Is async/await suitable for methods that are both IO and CPU bound?

The MSDN documentation appears to state that async and await are suitable for IO-bound tasks whereas Task.Run should be used for CPU-bound tasks.

I'm working on an application that performs HTTP requests to retrieve HTML documents, which it then parses. I have a method that looks like this:

public async Task<HtmlDocument> LoadPage(Uri address)
{
    using (var httpResponse = await new HttpClient().GetAsync(address)) //IO-bound
    using (var responseContent = httpResponse.Content)
    using (var contentStream = await responseContent.ReadAsStreamAsync())
        return await Task.Run(() => LoadHtmlDocument(contentStream)); //CPU-bound
}

Is this good and suitable use of async and await, or am I over-using it?


Solution 1:

There are two good answers already, but to add my 0.02...

If you're talking about consuming asynchronous operations, async/await works excellently for both I/O-bound and CPU-bound.

I think the MSDN docs do have a slight slant towards producing asynchronous operations, in which case you do want to use TaskCompletionSource (or similar) for I/O-bound and Task.Run (or similar) for CPU-bound. Once you've created the initial Task wrapper, it's best consumed by async and await.

For your particular example, it really comes down to how much time LoadHtmlDocument will take. If you remove the Task.Run, you will execute it within the same context that calls LoadPage (possibly on a UI thread). The Windows 8 guidelines specify that any operation taking more than 50ms should be made async... keeping in mind that 50ms on your developer machine may be longer on a client's machine...
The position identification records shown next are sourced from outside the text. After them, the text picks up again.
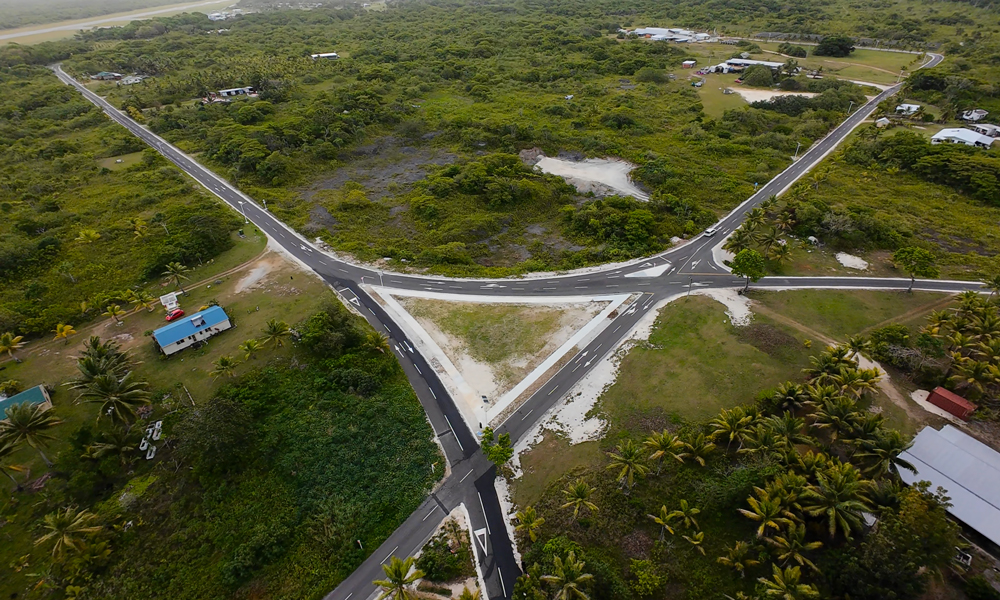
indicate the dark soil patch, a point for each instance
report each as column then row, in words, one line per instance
column 767, row 338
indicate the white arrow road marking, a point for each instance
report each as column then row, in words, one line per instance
column 481, row 538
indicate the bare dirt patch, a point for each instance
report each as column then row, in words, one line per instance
column 494, row 346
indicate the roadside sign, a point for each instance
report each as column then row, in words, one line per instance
column 169, row 301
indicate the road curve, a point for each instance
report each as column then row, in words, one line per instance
column 471, row 481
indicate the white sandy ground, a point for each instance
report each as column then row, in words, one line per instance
column 852, row 262
column 466, row 393
column 751, row 95
column 489, row 380
column 610, row 172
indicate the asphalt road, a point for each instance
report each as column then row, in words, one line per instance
column 470, row 482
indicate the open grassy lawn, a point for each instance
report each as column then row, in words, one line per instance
column 696, row 364
column 277, row 296
column 127, row 160
column 840, row 314
column 549, row 461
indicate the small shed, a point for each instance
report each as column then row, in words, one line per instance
column 951, row 402
column 188, row 331
column 35, row 395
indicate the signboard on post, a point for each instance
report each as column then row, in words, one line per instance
column 169, row 301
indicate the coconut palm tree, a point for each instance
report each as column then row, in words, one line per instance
column 663, row 520
column 738, row 558
column 700, row 448
column 88, row 236
column 741, row 239
column 769, row 240
column 118, row 397
column 731, row 425
column 781, row 253
column 884, row 453
column 224, row 365
column 250, row 348
column 568, row 578
column 114, row 311
column 762, row 440
column 528, row 521
column 176, row 272
column 630, row 462
column 275, row 332
column 399, row 575
column 838, row 415
column 789, row 396
column 578, row 496
column 696, row 539
column 789, row 428
column 768, row 512
column 30, row 424
column 791, row 546
column 67, row 530
column 662, row 445
column 63, row 332
column 9, row 343
column 839, row 498
column 686, row 514
column 7, row 449
column 786, row 585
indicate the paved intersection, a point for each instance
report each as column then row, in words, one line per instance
column 472, row 476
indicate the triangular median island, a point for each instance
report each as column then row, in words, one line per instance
column 493, row 352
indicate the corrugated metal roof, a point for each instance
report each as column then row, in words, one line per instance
column 966, row 468
column 185, row 326
column 34, row 395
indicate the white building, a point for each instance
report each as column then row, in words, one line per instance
column 976, row 114
column 967, row 469
column 986, row 129
column 188, row 331
column 962, row 136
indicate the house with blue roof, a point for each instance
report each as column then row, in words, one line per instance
column 35, row 395
column 190, row 330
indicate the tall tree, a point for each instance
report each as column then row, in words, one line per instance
column 30, row 424
column 787, row 585
column 568, row 578
column 662, row 445
column 739, row 558
column 63, row 332
column 10, row 343
column 67, row 529
column 578, row 496
column 399, row 576
column 275, row 333
column 748, row 263
column 528, row 521
column 118, row 398
column 176, row 272
column 630, row 463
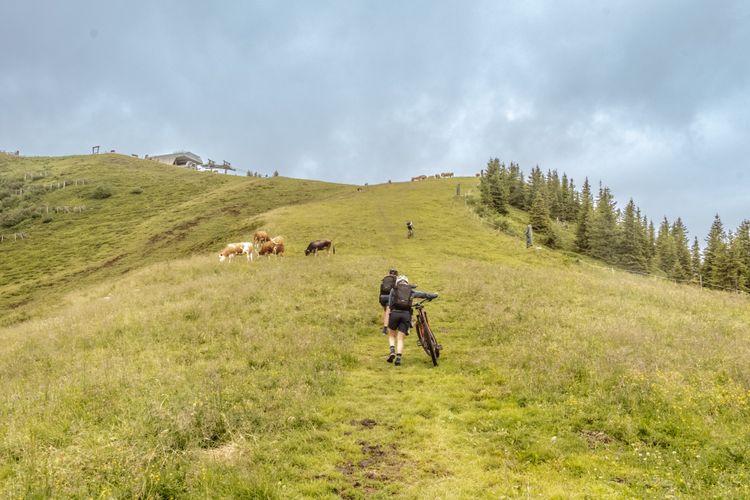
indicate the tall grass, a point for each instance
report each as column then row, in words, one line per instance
column 187, row 378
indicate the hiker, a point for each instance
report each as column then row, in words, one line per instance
column 399, row 320
column 389, row 281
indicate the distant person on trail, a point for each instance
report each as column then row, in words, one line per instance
column 399, row 320
column 389, row 281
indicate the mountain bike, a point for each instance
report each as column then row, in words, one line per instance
column 424, row 333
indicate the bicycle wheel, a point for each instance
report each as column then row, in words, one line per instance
column 428, row 339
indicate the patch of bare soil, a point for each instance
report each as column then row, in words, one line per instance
column 595, row 438
column 380, row 465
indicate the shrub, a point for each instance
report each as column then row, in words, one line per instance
column 101, row 192
column 12, row 217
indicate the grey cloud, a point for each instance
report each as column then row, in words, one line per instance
column 641, row 95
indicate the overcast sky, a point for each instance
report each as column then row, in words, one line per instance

So if you can guarantee that LoadHtmlDocument will run for less than 50ms, you can just execute it directly:

public async Task<HtmlDocument> LoadPage(Uri address)
{
  using (var httpResponse = await new HttpClient().GetAsync(address)) //IO-bound
  using (var responseContent = httpResponse.Content)
  using (var contentStream = await responseContent.ReadAsStreamAsync()) //IO-bound
    return LoadHtmlDocument(contentStream); //CPU-bound
}

However, I would recommend ConfigureAwait as @svick mentioned:

public async Task<HtmlDocument> LoadPage(Uri address)
{
  using (var httpResponse = await new HttpClient().GetAsync(address)
      .ConfigureAwait(continueOnCapturedContext: false)) //IO-bound
  using (var responseContent = httpResponse.Content)
  using (var contentStream = await responseContent.ReadAsStreamAsync()
      .ConfigureAwait(continueOnCapturedContext: false)) //IO-bound
    return LoadHtmlDocument(contentStream); //CPU-bound
}

With ConfigureAwait, if the HTTP request doesn't complete immediately (synchronously), then this will (in this case) cause LoadHtmlDocument to be executed on a thread pool thread without an explicit call to Task.Run.

If you're interested in async performance at this level, you should check out Stephen Toub's video and MSDN article on the subject. He has tons of useful information.

Solution 2:

It is appropriate to await any operation that is asynchronous (i.e. is represented by a Task).

The key point is that for IO operations, whenever possible, you want to use a provided method that is, at it's very core, asynchronous, rather than using Task.Run on a blocking synchronous method. If you're blocking a thread (even a thread pool thread) while performing IO, you're not leveraging the real power of the await model.

Once you have created a Task that represents your operation you no longer care if it's CPU or IO bound. To the caller it's just some async operation that needs to be await-ed.

Solution 3:

There are several things to consider:

  • In a GUI application, you want as little code as possible to execute on the UI thread. In that case, offloading CPU-bound operation to another thread using Task.Run() is probably a good idea. Though the users of your code can do that themselves, if they want.
  • In something like ASP.NET application, there is no UI thread and all you care about is performance. In that case, there is some overhead in using Task.Run() instead of running the code directly, but it shouldn't be significant if the operation actually takes some time. (Also, there is some overhead in returning to the synchronization context, which is one more reason why you should use ConfigureAwait(false) for most awaits in your library code.)
  • If your method is async (which BTW should be also reflected in the name of the method, not just its return type), people will expect that it won't block the synchronization context thread, even for CPU-bound work.

Weighting that, I think using await Task.Run() is the right choice here. It does have some overhead, but also some advantages, which can be significant.